Discipleship: What It Is and What It Means for Us

Matthew may be my favorite apostle.

It’s really hard to pick a favorite, but I have always appreciated him.

In the books of Matthew, Mark, and Luke, the story of Matthew becoming a follower of Christ is pretty much the same. In his own gospel, Matthew writes that he was sitting in the tax booth where he worked, and Jesus saw Matthew, and told him to follow Him. Matthew got up and followed him. Mark writes almost exactly the same thing. Luke adds a detail that I love. Luke wrote in chapter 5:28, “ … and leaving everything, he rose and followed him.” 

Leaving everything, Matthew followed Jesus. 

Our culture is really good at trying to have a little of everything, ya know? We want lightening-fast food with a Cracker Barrel level of customer service. We want comfortable homes with running water and electricity while so many through the world live with so much less. And sometimes, we want to follow Jesus, but we have a hard time leaving everything. 

Our habits. Our relationships. Our plans. Our own desires, pride, opinions.

But the apostles did. 

So what does this look like in our lives today? Does God expect us to leave our jobs and families and start spreading the Gospel?

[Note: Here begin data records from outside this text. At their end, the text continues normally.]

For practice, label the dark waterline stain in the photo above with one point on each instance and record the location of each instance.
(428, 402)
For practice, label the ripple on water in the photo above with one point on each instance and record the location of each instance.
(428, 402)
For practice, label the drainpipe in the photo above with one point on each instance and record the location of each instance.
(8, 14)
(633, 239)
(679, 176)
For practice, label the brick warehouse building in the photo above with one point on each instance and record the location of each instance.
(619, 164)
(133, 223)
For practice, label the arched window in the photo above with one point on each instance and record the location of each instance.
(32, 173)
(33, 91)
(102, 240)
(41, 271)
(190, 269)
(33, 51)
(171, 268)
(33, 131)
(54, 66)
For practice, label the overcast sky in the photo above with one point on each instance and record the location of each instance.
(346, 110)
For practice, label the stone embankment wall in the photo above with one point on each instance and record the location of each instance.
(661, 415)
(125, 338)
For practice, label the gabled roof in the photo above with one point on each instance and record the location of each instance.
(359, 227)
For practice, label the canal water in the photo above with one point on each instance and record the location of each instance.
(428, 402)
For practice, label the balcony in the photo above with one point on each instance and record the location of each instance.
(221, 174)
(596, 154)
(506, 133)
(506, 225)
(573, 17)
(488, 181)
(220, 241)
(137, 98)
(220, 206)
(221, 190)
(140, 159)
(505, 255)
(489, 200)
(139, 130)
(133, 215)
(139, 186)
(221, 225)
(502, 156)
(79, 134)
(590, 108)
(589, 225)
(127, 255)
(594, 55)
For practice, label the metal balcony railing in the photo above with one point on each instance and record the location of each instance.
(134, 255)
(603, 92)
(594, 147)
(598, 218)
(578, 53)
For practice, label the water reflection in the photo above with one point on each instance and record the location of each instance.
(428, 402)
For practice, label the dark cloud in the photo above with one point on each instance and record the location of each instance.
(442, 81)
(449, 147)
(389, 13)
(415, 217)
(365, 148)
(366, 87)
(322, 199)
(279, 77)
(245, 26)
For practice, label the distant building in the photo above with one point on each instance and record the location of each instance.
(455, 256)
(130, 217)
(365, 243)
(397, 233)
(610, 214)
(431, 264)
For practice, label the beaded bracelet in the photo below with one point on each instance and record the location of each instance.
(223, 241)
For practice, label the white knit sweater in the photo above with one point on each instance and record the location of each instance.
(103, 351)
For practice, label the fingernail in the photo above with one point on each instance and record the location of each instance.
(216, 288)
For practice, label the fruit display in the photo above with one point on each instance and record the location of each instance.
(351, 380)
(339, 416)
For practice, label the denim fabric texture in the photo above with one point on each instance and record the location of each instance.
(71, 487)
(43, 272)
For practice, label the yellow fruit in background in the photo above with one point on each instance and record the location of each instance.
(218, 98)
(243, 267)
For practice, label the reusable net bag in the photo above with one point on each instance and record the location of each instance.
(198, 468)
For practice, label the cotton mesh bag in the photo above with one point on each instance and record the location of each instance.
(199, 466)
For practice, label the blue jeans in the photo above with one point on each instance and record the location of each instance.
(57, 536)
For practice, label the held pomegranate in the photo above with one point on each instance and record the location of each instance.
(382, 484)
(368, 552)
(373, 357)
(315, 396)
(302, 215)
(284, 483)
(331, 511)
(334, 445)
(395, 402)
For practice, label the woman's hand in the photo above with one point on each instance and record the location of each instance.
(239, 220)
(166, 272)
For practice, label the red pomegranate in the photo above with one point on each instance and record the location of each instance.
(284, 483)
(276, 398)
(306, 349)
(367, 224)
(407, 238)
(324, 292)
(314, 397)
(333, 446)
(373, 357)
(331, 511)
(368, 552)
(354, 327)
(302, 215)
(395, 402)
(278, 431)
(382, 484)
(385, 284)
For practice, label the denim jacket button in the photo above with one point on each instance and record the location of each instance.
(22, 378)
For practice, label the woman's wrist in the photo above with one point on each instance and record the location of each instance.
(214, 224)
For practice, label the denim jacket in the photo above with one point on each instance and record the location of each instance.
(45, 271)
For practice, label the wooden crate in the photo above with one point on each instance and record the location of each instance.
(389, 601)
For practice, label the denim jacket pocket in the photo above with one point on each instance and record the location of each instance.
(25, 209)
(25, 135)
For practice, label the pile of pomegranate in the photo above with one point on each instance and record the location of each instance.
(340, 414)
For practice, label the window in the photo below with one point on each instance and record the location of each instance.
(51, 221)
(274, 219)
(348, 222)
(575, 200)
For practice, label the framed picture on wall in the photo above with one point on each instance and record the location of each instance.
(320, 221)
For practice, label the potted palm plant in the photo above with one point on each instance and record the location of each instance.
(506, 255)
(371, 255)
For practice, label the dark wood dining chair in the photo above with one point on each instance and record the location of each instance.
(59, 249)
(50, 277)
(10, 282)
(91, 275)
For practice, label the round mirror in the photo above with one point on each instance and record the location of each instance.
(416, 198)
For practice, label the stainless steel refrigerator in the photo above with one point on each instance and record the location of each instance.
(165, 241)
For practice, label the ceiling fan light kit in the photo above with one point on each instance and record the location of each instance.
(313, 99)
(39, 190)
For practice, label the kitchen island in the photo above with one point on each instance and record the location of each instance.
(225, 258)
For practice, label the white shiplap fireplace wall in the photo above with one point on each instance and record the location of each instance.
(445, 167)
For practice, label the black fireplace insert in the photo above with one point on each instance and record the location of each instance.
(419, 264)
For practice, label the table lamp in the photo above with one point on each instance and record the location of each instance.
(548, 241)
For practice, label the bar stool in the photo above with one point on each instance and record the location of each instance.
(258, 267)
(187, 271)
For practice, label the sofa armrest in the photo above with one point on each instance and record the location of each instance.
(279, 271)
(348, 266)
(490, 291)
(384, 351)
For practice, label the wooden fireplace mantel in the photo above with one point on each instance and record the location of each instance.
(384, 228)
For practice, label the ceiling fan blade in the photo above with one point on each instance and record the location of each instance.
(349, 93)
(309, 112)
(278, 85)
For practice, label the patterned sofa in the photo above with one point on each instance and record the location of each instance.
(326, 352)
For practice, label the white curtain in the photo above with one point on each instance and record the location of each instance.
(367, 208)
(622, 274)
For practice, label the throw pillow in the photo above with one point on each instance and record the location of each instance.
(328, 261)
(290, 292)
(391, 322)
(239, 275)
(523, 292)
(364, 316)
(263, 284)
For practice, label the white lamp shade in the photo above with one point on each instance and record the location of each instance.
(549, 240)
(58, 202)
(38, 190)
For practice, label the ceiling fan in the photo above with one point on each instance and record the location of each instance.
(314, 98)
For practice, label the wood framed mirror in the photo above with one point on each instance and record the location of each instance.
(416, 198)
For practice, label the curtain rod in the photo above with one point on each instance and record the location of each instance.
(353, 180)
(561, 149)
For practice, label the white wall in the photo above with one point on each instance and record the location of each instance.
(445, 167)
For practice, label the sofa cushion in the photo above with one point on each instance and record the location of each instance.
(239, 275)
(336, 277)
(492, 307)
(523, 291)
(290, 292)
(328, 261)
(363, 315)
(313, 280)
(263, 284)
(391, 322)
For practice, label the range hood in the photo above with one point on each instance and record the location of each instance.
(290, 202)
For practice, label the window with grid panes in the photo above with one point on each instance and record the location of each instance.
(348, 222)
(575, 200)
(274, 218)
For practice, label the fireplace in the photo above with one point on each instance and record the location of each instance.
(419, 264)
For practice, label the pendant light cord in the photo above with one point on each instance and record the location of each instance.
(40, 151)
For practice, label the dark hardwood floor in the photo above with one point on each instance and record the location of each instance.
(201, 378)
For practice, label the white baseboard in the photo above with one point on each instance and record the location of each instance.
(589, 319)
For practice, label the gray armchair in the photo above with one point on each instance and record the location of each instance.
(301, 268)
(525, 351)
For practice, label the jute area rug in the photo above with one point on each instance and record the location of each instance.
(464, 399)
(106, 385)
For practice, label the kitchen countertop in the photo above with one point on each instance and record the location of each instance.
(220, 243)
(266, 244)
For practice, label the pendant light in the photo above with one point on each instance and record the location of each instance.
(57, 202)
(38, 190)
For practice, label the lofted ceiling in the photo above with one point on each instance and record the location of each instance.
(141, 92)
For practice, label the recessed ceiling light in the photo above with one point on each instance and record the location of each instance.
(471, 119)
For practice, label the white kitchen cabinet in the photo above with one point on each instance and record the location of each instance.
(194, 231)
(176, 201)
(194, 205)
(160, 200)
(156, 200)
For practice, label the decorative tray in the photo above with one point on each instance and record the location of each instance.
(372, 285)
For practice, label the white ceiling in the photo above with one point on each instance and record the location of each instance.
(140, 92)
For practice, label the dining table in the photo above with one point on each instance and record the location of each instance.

Luke 9:23-24 says, “And he said to all, ‘If anyone would come after me, let him deny himself and take up his cross daily and follow me. 24 For whoever would save his life will lose it, but whoever loses his life for my sake will save it.’”

This denying of oneself is the process of aligning our will with His and choosing to follow Him for the rest of our lives.

Becoming a disciple of Jesus means that we no longer do things on our own initiative. We don’t make our own decisions based on what we want, but the Lord directs our steps (Proverbs 16:9). We make sacrifices to follow Jesus.

We give Him our stuff, language, time, social media, relationships, money, hearts, thoughts, lives. 

God is not an item on our checklist, but He is found in every item on it. 

Paul famously writes, “I have been crucified with Christ. It is no longer I who live, but Christ who lives in me.” (Galatians 2:20) 

This should be our motto, our anthem. This should describe our lives just as it did Paul’s. 

What can you, and should you, sacrifice and leave behind for Christ? Do you have a lot of stuff you could live without? Are there tasks and plans you could scribble out of your planner? What about that hour you spend on social media in the evenings, might you spend that time with your family? 

Remember the sacrifices those 1st century disciples made, and model after them.